The fact of the matter is that it is not your mission as an armed citizen to defend anyone else’s interests but your own and grabbing your weapon and entering the fray willy nilly could make things just that much worse. As good a name as any other, the Zimmerman effect- is a failure of combat mindset.  When a man goes looking for a fight, he normally finds one, and when this happens the fight will come outside of his control at this point. The fellow that would never travel to X neighborhood before he carried a weapon and will now venture forth to the same with a Beretta on his hip- is a fellow looking for a fight.  “I am armed- stand aside citizen.”  Spare me.

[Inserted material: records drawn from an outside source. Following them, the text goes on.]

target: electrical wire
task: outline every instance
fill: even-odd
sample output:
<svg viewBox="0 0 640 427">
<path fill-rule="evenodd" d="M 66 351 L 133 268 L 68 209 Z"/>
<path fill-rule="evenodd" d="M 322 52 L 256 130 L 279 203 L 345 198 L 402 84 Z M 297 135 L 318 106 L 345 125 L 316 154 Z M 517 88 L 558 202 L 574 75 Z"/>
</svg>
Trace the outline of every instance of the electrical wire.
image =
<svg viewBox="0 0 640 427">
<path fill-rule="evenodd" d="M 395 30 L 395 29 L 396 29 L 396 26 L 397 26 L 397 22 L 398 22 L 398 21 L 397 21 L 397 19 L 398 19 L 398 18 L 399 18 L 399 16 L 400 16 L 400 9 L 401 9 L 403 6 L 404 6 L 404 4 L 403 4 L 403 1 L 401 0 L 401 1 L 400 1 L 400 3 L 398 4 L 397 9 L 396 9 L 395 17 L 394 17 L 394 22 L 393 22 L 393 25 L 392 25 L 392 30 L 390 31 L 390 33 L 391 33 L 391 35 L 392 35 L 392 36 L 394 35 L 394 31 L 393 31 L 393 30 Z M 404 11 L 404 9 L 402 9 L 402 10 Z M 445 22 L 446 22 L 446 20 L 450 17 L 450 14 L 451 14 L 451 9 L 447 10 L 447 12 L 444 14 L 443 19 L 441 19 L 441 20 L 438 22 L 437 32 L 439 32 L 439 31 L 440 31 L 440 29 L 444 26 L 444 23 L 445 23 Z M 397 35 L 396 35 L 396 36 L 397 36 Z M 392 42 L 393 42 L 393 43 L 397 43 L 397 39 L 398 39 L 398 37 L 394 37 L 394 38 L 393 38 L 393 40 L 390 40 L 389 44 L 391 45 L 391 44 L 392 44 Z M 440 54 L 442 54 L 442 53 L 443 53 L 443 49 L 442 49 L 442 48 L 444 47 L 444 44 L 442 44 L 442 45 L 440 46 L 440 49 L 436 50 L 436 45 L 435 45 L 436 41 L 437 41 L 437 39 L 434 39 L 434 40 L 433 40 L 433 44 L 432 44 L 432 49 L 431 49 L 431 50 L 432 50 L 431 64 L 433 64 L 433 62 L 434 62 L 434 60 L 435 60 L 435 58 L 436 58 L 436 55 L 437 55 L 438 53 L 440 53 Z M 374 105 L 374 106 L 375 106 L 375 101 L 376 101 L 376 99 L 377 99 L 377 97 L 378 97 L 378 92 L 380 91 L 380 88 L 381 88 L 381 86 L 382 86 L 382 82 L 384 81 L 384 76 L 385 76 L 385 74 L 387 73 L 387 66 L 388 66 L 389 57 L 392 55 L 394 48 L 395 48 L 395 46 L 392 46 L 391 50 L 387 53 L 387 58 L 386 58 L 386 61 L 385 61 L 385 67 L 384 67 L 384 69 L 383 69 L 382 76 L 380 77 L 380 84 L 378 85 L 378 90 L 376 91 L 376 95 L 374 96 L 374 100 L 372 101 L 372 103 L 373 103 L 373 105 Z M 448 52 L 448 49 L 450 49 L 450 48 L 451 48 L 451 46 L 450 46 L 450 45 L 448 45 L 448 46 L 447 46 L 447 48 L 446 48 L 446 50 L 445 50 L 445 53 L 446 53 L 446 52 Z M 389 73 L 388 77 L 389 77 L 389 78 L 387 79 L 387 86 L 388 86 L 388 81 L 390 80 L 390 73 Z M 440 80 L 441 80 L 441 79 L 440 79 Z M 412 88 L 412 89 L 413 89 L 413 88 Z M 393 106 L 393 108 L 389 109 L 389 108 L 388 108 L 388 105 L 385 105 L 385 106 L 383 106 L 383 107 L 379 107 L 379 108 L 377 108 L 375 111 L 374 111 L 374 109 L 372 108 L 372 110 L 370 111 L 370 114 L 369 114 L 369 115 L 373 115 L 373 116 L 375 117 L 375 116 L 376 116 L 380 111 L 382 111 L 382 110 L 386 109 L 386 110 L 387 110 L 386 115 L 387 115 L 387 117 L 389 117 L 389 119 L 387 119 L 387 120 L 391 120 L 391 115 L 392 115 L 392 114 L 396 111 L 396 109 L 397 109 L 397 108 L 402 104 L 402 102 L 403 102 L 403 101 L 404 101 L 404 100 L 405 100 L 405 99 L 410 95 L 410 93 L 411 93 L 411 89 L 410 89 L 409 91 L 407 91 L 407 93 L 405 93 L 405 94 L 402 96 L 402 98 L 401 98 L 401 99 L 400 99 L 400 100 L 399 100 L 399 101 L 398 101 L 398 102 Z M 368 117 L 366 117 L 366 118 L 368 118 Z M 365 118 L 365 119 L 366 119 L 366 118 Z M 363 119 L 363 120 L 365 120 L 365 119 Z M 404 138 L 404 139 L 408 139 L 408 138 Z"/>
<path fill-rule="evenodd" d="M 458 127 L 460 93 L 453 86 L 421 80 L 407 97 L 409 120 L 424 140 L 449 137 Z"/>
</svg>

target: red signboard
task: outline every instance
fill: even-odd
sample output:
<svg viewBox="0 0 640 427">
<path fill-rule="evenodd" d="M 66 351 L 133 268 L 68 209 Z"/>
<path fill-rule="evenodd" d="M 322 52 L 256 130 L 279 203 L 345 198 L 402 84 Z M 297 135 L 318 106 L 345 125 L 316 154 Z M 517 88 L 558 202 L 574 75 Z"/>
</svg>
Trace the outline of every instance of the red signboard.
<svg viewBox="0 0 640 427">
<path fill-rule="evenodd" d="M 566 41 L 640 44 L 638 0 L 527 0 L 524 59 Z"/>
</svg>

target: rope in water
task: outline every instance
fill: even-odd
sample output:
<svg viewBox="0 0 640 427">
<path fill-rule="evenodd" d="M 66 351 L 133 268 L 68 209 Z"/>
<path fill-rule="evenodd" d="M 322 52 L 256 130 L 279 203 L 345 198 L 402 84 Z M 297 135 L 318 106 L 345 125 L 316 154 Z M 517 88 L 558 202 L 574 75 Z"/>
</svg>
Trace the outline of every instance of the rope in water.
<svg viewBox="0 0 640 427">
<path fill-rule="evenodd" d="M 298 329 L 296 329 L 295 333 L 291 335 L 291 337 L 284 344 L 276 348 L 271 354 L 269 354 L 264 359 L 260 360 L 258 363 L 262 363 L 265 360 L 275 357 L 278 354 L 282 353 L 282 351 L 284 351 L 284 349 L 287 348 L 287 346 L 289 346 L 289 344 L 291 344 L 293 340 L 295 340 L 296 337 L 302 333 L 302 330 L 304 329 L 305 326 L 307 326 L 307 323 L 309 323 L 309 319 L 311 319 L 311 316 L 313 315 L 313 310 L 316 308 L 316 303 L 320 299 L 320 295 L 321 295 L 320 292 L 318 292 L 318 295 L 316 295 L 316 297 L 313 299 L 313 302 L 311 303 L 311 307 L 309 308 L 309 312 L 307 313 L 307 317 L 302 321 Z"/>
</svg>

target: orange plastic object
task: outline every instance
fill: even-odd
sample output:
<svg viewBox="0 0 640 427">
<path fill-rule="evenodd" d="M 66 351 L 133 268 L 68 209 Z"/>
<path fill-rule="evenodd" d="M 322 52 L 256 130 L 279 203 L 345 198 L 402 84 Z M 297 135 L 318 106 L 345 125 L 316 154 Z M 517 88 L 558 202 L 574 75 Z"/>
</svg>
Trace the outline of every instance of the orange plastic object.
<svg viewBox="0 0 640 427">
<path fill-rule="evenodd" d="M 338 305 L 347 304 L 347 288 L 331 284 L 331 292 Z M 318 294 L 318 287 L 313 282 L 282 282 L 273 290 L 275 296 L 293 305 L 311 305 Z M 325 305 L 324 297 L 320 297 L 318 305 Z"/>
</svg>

Likewise the armed  individual that believes himself intimidating because he is armed, but otherwise cannot export physical harm to another person, regardless of the threat to oneself, or one’s people. I have heard people believe that simply brandishing a weapon is enough.  Some will say “just rack the slide” because obviously a sane person will run after they hear a weapon of this unmistakable type being made ready.  Considering that the nature of the threat, at best only one third are within their right mind, this attitude is one that will also get the good guy killed.  It is also harmful and potentially disastrous to demonstrate “as a bluff”, without the mental discipline to commit totally if your life becomes truly in jeopardy.  What if the fellow calls your bluff?  This is not the time to determine that you have not the proper resolve, because in your mind you thought an action hero catch phrase or the sound of the slide was the ultimate defense.  Nope- within your mission and no opportunity left to avoid or deescalate, it is time to shoot or die.

The perfect stage of civilian defense is that everyone in society adopts the notion that self-preservation and personal defense become both a moral necessity an individual responsibility- and as such cannot be exported to another individual other than oneself.   That everyone does dedicate themselves wholly to their own missions 1-3, and only their missions 1-3.  At the point mass shootings will become a thing of the past.  Until that time, when other non-armed individual citizens take no personal responsibility for their own defense, those of us that have accepted that responsibility have no responsibility to them.  Harsh, but truthful.

The pistol, rifle, shotgun, body armor kit, holster, etc. are all tools of the first order, but the only weapon that we truly have is that soft squishy one between our ears.  Make sure that it is combat worthy, when it is time to be combat worthy.   Do not confuse your tools for proper weapons.  Bring all your tools together, in a system- to form your ultimate weapon.